Por João Maurício Brás

Não é necessário sermos crentes, nem tão pouco católicos para admitir que Ratzinger é um dos últimos e mais importantes filósofos (e pensadores) das últimas décadas. O seu texto A Europa. Os seus fundamentos Hoje e Amanhã, por exemplo, devia ser de leitura obrigatória. 

São os valores que fundam a cultura humana e constituem a pessoa. As tecnicidades incompreensíveis que não para os seus utilizadores, os ativismos, a ligeireza jornalística e o que ainda chamamos pensamento, são irrelevantes em comparação com o trabalho deste homem. Acrescentaria um outro nome junto com o de Ratzinger, que é o de Michel Houellebecq. O escritor francês ainda recentemente escrevia: «Uma civilização que aceita a eutanásia não merece qualquer respeito».

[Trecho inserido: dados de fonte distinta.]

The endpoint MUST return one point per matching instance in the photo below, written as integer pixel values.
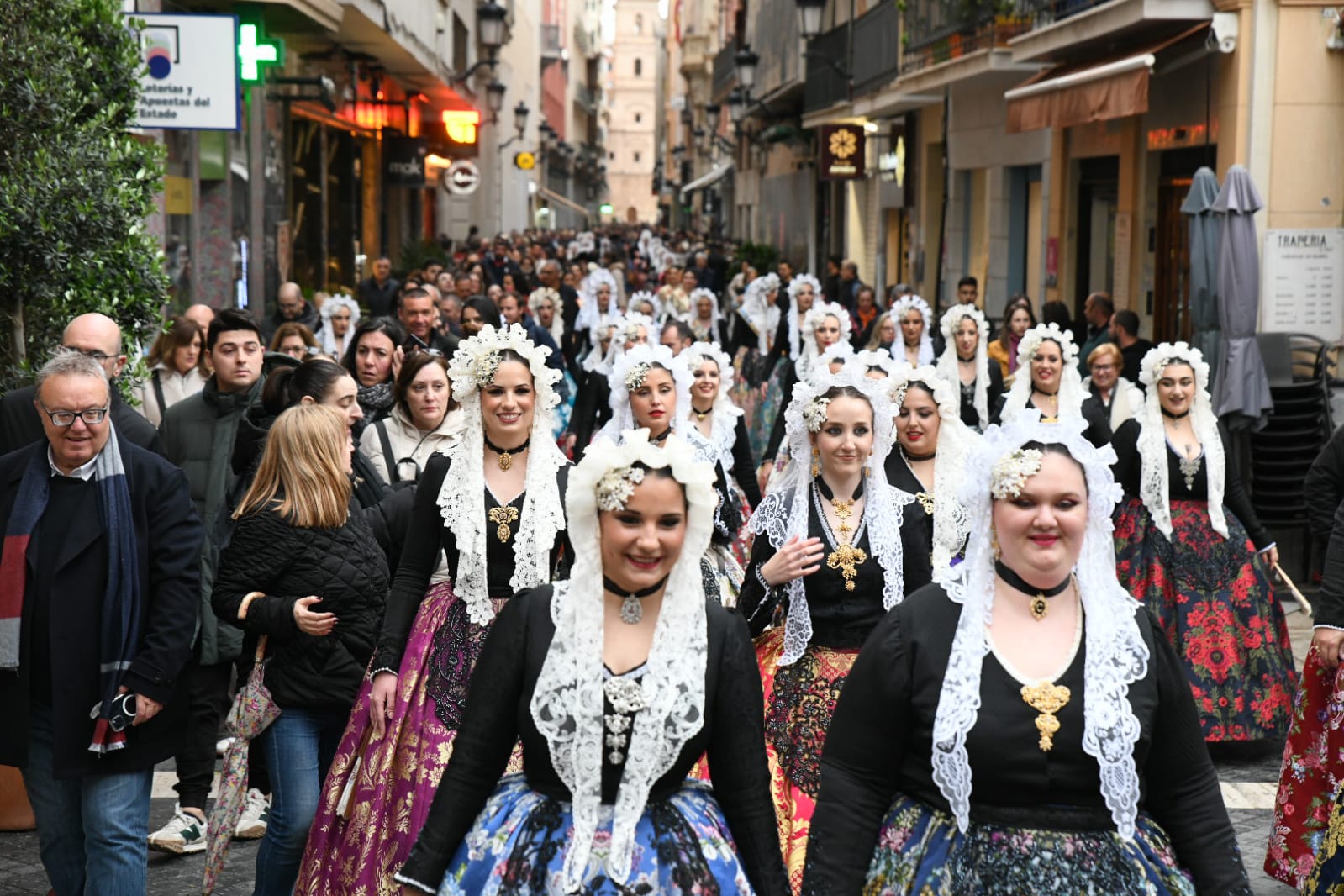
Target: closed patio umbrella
(1241, 394)
(1204, 235)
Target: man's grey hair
(67, 363)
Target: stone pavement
(1249, 778)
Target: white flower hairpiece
(814, 414)
(635, 379)
(617, 485)
(1012, 471)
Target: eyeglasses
(70, 350)
(92, 415)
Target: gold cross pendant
(503, 516)
(847, 558)
(1047, 698)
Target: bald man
(291, 308)
(98, 337)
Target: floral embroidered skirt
(519, 841)
(1214, 601)
(378, 793)
(798, 703)
(921, 852)
(1308, 824)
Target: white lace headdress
(546, 294)
(461, 501)
(783, 512)
(898, 310)
(948, 363)
(1153, 485)
(819, 312)
(794, 324)
(567, 700)
(1115, 655)
(951, 520)
(1070, 397)
(760, 312)
(725, 411)
(636, 364)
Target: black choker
(630, 608)
(506, 454)
(1039, 606)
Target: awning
(706, 180)
(562, 200)
(1075, 94)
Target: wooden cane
(1297, 595)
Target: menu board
(1303, 282)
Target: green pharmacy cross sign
(255, 50)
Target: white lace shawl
(1153, 484)
(951, 519)
(534, 303)
(898, 310)
(460, 500)
(783, 512)
(805, 359)
(1070, 399)
(948, 364)
(1115, 655)
(794, 324)
(724, 419)
(623, 418)
(760, 312)
(567, 700)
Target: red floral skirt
(1215, 603)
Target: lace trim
(1115, 651)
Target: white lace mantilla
(567, 700)
(461, 501)
(1115, 651)
(784, 511)
(1155, 485)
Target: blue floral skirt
(922, 853)
(516, 848)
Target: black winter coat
(168, 538)
(345, 567)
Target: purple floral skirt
(379, 792)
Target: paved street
(1249, 781)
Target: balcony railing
(877, 40)
(825, 83)
(941, 29)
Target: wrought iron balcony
(937, 31)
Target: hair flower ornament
(1012, 471)
(814, 414)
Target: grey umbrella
(1204, 234)
(1241, 395)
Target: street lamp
(809, 18)
(745, 61)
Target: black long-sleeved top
(426, 536)
(499, 714)
(1129, 469)
(881, 745)
(841, 618)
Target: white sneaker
(256, 815)
(184, 833)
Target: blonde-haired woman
(305, 572)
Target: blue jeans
(92, 830)
(300, 747)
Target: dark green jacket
(198, 435)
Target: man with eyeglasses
(198, 435)
(90, 661)
(98, 337)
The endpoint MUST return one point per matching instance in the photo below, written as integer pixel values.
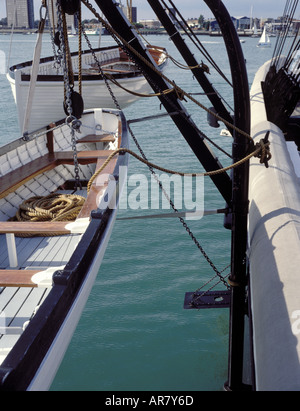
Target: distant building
(20, 13)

Não confundamos moralismos com regulação moral e com valores éticos. Estes podem ser ficções, mas foram eles que escoraram e deram um chão às sociedades Ocidentais, e que estão na base do que melhor fizemos e pensamos. Hoje apenas temos a tecnicidade do direito e um vazio axiológico típico das sociedades mercado, onde tudo tem preço e nada tem valor.

No pensamento filosófico de Ratzinger, o questionamento sobre na nossa cultura e o que ainda restaria, o diagnóstico sobre a desagregação total da nossa civilização são de uma exatidão definitiva. Já não nos interessa, porque já nem conseguimos pensar para além da reatividade larvar típica da híper excitação das redes sociais e da compulsão da vida como uma sucessão de saldos e novos produtos.

Os seus alertas sobre o ódio que Ocidente sente em relação a si mesmo, que só se pode considerar como algo patológico e a nossa ideologia terminal são uma última oportunidade para quem ainda consegue pensar. Veja-se a mediocridade dos nossos modelos de vida ideais, dos nossos sonhos e dos nossos heróis. 

A crise que Ratzinger deteta no ‘sistema circulatório’ da nossa cultura, conduz-nos ao que caracteriza como de vários ‘transplantes’, substituições e encenações do que é essencial, degradações compensatórias que mais não fazem que liquidar a nossa identidade, que radica principalmente nas nossas forças éticas e espirituais e que se expressam na cultura e na sociedade. 

Estes tempos parecem os do fim do império Romano, que já só vivia daqueles que o estavam a dissolver, porque essa civilização, como a nossa, já estava despossuída da sua energia vital.

A existência de valores intrínsecos foi rasurada, os valores está doravante agregados ao circunstancialismo de uma visão, onde tudo é ou deixa de ser moral de acordo com essas circunstâncias. 

O colapso de uma cultura nunca é principalmente económico, político ou social, mas de uma ordem mais profunda. O ódio do Ocidente a si próprio, o esquecimento das suas principais conquistas, é o elemento fundamental do nosso tempo. 
É moda considerar tudo como fobia e patologia, mas este ódio ao que somos é dos traços mais doentios de uma cultura, de uma pessoa e sociedade. 

A invasão da Ucrânia pode ser uma oportunidade para recuperar valores fundamentais na Europa e no Ocidente, transformados que estamos num supermercado, e reavivar a base ética anti-relativista e anti-niilista que estrutura a democracia e a liberdade genuínas. Os ucranianos estão a dar-nos uma lição sobre o essencial, a saber, o que não tem valor porque vale mais que tudo. O enraizamento e dádiva são as bases imutáveis do melhor da humanidade do humano.